Enter Lewis and a two-phase plan for mangrove restoration. He has worked with Rookery Bay, U.S. Fish and Wildlife and The Conservancy of Southwest Florida, to implement the plan. Phase I began in 2011 with Conservancy researchers monitoring the mangroves. In February 2012, the historic tidal channel that exists near Steven’s Landing on the north side of SR-92 was reestablished. By clearing those channels, proper water flow was restored.
Scientists monitored water quality and wildlife — fish and invertebrates — in the water around the mangroves by taking samples and comparing them over time. The team also recorded every mangrove tree within every reference point, tagging and measuring diameter for growth.
By December 2012, there were signs of life in the mangrove die-off area, as species of fish not initially found there were discovered in water samples. The mangroves have been monitored in this fashion every three to four months since then.
“Mangrove seedlings have been taking root, and it is beginning to look like there are signs of life,” says Rookery Bay’s Communications Coordinator Renee Wilson.
Phase II of Lewis’ restoration project, which consists of maintaining the original culvert while installing three additional 48-inch culverts across SR-92 and clearing additional channels on the south side of the road, has yet to be endeavored. The reason: It has a hefty price tag of $600,000.

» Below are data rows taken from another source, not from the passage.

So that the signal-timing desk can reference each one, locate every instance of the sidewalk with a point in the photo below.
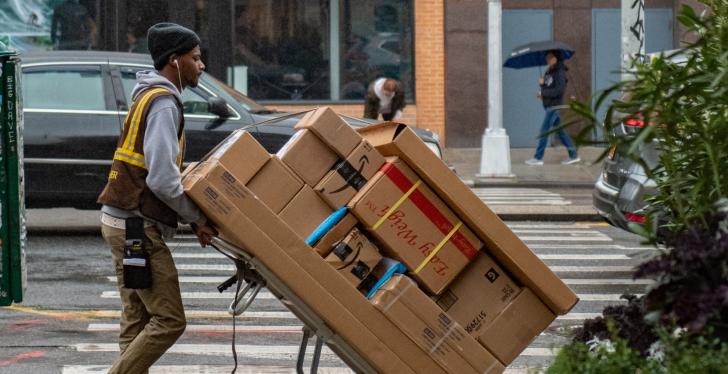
(574, 182)
(466, 162)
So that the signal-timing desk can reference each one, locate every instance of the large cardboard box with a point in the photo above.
(349, 175)
(241, 152)
(354, 257)
(432, 329)
(392, 139)
(308, 156)
(326, 244)
(251, 225)
(305, 212)
(415, 226)
(275, 184)
(516, 326)
(478, 295)
(330, 128)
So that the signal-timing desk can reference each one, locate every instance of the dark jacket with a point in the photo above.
(371, 103)
(554, 86)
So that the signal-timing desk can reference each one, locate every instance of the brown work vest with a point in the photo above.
(126, 187)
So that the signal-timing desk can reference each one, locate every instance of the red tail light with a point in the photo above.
(636, 218)
(633, 122)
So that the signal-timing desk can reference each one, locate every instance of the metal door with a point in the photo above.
(522, 110)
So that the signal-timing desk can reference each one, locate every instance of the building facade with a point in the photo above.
(297, 54)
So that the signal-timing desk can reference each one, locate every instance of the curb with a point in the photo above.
(533, 184)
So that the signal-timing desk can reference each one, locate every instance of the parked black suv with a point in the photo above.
(74, 107)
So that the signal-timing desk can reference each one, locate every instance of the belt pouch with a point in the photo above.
(137, 268)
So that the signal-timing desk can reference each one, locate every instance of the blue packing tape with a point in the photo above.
(326, 226)
(395, 267)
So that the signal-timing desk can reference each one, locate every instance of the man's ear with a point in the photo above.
(174, 61)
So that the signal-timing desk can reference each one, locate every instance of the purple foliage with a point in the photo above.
(628, 322)
(692, 288)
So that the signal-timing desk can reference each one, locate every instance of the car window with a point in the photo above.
(193, 102)
(69, 88)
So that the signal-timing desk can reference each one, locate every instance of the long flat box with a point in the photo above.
(242, 154)
(415, 226)
(326, 244)
(305, 212)
(516, 326)
(331, 129)
(259, 231)
(431, 328)
(308, 156)
(349, 175)
(354, 257)
(478, 295)
(275, 184)
(392, 139)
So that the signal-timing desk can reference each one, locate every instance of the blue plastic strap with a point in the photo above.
(326, 226)
(395, 268)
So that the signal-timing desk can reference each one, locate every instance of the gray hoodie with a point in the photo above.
(160, 154)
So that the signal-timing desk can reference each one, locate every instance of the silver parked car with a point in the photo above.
(620, 191)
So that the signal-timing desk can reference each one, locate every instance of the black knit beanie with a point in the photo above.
(166, 38)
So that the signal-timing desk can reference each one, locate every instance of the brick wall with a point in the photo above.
(430, 65)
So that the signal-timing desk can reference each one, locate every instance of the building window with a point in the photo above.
(376, 40)
(283, 44)
(286, 50)
(282, 50)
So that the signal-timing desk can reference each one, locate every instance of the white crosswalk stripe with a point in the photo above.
(204, 369)
(520, 196)
(588, 260)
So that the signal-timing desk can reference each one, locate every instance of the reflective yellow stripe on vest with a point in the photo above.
(133, 158)
(180, 151)
(131, 135)
(126, 152)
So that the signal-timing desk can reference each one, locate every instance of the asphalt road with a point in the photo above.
(69, 320)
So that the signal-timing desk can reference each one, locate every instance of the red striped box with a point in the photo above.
(415, 226)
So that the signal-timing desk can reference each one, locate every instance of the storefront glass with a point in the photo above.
(272, 50)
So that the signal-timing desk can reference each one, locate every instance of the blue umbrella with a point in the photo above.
(534, 54)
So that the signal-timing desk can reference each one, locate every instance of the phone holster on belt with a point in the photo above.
(137, 268)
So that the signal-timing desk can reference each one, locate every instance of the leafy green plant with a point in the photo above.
(685, 111)
(674, 353)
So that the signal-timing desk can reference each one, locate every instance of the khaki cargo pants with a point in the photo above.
(151, 319)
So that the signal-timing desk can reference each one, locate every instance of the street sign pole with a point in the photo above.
(13, 276)
(633, 34)
(495, 157)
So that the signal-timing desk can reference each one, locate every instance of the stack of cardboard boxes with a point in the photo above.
(473, 296)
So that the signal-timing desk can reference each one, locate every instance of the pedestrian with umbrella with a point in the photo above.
(552, 88)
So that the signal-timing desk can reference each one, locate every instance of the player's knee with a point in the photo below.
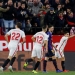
(46, 58)
(33, 58)
(53, 57)
(38, 59)
(63, 59)
(10, 57)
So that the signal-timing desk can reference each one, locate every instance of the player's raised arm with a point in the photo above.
(71, 36)
(6, 36)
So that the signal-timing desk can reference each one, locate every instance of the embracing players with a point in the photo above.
(40, 39)
(59, 52)
(16, 35)
(50, 53)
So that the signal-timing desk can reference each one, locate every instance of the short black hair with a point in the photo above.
(44, 27)
(19, 24)
(1, 1)
(65, 32)
(50, 26)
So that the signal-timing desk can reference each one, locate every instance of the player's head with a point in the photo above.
(18, 25)
(51, 28)
(44, 28)
(66, 33)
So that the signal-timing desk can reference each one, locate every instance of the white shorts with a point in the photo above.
(59, 54)
(12, 50)
(37, 52)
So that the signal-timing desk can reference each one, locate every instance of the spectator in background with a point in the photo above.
(22, 14)
(47, 7)
(46, 2)
(28, 27)
(60, 23)
(59, 8)
(67, 3)
(55, 3)
(41, 16)
(9, 16)
(1, 12)
(17, 4)
(50, 17)
(70, 20)
(72, 31)
(36, 7)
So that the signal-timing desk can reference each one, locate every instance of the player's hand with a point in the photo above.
(53, 51)
(22, 42)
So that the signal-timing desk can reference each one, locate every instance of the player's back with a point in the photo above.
(49, 40)
(16, 35)
(62, 43)
(40, 37)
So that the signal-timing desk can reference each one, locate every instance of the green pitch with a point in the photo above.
(39, 73)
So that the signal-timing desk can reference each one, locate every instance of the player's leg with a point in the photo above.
(38, 55)
(5, 63)
(12, 62)
(33, 56)
(54, 61)
(45, 61)
(11, 53)
(63, 62)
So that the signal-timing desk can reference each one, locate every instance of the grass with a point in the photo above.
(39, 73)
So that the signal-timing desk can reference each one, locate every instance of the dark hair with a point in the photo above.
(44, 27)
(19, 24)
(1, 1)
(65, 32)
(50, 26)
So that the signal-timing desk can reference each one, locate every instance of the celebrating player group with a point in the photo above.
(42, 39)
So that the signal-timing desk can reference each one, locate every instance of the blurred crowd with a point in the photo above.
(35, 13)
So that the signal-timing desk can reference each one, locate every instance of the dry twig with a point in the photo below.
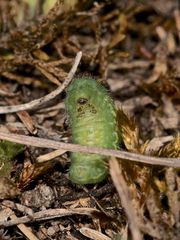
(45, 143)
(122, 188)
(48, 97)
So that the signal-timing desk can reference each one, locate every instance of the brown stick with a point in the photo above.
(122, 189)
(38, 102)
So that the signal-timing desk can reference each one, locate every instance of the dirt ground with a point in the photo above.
(132, 48)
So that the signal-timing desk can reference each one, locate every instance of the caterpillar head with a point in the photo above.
(80, 98)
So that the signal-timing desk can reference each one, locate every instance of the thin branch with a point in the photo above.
(38, 102)
(122, 189)
(49, 214)
(45, 143)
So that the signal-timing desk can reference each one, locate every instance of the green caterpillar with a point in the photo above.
(92, 118)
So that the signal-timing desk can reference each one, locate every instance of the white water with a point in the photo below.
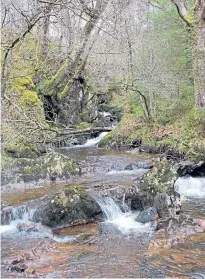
(124, 172)
(191, 187)
(125, 222)
(95, 141)
(105, 113)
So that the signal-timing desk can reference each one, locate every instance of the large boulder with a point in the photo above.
(166, 205)
(192, 168)
(160, 179)
(148, 164)
(147, 215)
(70, 206)
(51, 166)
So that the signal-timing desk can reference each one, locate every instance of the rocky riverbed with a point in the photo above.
(113, 214)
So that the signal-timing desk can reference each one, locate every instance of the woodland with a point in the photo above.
(65, 62)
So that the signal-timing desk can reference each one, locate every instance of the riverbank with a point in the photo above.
(184, 139)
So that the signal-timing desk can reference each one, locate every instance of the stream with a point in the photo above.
(121, 250)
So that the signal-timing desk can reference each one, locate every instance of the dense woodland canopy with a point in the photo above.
(146, 57)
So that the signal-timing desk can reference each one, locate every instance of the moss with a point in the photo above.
(189, 19)
(65, 90)
(83, 125)
(25, 88)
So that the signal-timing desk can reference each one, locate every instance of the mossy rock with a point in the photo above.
(53, 165)
(21, 151)
(70, 206)
(160, 179)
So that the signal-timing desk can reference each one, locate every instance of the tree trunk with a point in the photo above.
(199, 60)
(197, 26)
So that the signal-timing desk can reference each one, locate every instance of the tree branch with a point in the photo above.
(183, 12)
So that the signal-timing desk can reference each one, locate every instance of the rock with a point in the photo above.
(18, 267)
(52, 165)
(160, 179)
(134, 151)
(201, 223)
(148, 215)
(140, 165)
(27, 227)
(69, 206)
(166, 205)
(35, 227)
(192, 168)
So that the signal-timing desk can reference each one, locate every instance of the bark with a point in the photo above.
(142, 97)
(46, 21)
(197, 27)
(199, 55)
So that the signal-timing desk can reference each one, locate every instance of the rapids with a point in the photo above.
(117, 245)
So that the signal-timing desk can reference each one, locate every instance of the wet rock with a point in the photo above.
(201, 223)
(166, 205)
(69, 206)
(26, 227)
(4, 204)
(141, 165)
(21, 267)
(192, 168)
(53, 165)
(148, 215)
(160, 179)
(35, 227)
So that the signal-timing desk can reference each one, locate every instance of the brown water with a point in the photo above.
(100, 255)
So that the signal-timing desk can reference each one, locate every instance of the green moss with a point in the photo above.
(83, 125)
(25, 88)
(65, 90)
(189, 18)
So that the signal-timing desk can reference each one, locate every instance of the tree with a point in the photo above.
(196, 24)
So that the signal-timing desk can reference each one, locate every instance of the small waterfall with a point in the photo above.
(109, 207)
(95, 141)
(10, 213)
(191, 187)
(125, 222)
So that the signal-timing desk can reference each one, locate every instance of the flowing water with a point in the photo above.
(116, 246)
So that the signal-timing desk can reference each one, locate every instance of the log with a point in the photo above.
(87, 130)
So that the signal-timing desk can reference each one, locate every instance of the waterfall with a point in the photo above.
(109, 207)
(10, 216)
(191, 187)
(124, 221)
(95, 141)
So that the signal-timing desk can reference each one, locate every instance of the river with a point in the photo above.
(122, 249)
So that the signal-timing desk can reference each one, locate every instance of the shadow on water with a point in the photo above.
(107, 248)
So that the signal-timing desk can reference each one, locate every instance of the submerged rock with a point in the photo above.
(148, 215)
(166, 205)
(52, 165)
(192, 168)
(160, 179)
(70, 206)
(30, 227)
(148, 164)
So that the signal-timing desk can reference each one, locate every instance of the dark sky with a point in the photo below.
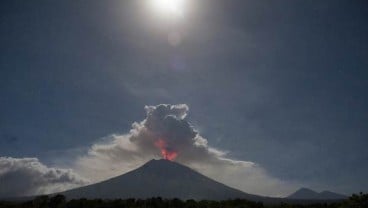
(280, 83)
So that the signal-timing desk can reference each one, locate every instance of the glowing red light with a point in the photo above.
(166, 154)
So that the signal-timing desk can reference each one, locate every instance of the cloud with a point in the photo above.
(28, 176)
(166, 125)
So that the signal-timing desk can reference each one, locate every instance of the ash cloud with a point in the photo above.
(28, 176)
(117, 154)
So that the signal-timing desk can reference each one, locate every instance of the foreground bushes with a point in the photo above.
(59, 201)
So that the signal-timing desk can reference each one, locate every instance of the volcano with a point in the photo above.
(160, 178)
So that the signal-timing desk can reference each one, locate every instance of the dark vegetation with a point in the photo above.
(59, 201)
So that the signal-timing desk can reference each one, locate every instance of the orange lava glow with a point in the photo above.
(166, 154)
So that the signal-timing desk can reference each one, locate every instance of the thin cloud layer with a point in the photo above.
(165, 131)
(28, 176)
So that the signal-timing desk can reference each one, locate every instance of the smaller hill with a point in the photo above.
(308, 194)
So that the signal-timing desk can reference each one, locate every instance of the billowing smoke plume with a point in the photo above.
(28, 176)
(166, 134)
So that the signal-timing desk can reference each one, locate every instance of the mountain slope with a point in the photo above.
(160, 178)
(305, 193)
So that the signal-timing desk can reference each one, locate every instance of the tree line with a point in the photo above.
(59, 201)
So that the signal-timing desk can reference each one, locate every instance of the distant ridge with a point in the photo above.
(308, 194)
(161, 178)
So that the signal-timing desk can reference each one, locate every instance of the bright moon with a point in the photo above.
(172, 7)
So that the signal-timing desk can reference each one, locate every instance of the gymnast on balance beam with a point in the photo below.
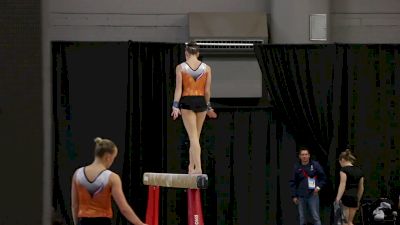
(192, 101)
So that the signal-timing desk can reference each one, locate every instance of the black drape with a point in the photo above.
(373, 77)
(334, 95)
(305, 85)
(150, 92)
(241, 150)
(328, 95)
(89, 100)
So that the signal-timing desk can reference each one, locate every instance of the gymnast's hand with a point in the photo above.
(211, 113)
(175, 113)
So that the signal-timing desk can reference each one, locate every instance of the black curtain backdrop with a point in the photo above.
(373, 87)
(334, 95)
(89, 100)
(242, 151)
(327, 96)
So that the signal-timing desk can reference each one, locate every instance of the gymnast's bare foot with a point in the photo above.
(190, 169)
(197, 171)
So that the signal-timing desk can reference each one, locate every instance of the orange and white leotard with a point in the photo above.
(193, 80)
(94, 197)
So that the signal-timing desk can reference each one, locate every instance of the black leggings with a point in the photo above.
(95, 221)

According to Wilson, the new Rookery Bay-USGS project will propel the research already conducted forward, studying the results of the restoration that is yet to be completed andmonitoring how the area’s hydrology is changing.
To that end, USGS just installed 12 Rod Surface Elevation Tables (RSETs) in order to monitor surface elevation change associated with mangrove forest recovery within the study plots, which span a gradient of dead, degraded and intact forest. Initial assessments of the forest canopy, sediment conditions and plant/animal communities will begin early in 2015. Three reference area study plots, also including RSETs, will be established on the south end of Horr’s Island adjacent to Fruit Farm Creek in November 2014. Long-term data collected will provide information on trends in forest canopy structure, sediment chemistry and nutrient cycling, and benthic faunal community and food-web structure.
In August 2013, a series of small trenches were excavated to re-establish tidal connection to one acre of a four-acre die-off area. Within one year, the return of normal tidal flushing has produced a dramatic response — mangrove seedlings are taking root and many of the characteristic fish, crabs, snails and other species have moved in. The project partners are still seeking additional funding to restore flushing to the remaining 224 adjacent acres. It is on the list of projects under consideration for federal funding through the Resources and Ecosystems Sustainability, Tourist Opportunities, and Revived Economies of the Gulf Coast Act (RESTORE Act).
“We have examples of how hydrological restoration works in other locations,” said Kevin Cunniff, research coordinator for Rookery Bay Reserve. “A long-term assessment of forest community change and recovery over the next decade will provide invaluable information regarding the resiliency of our mangrove wetlands and the cost/benefits of restoration.”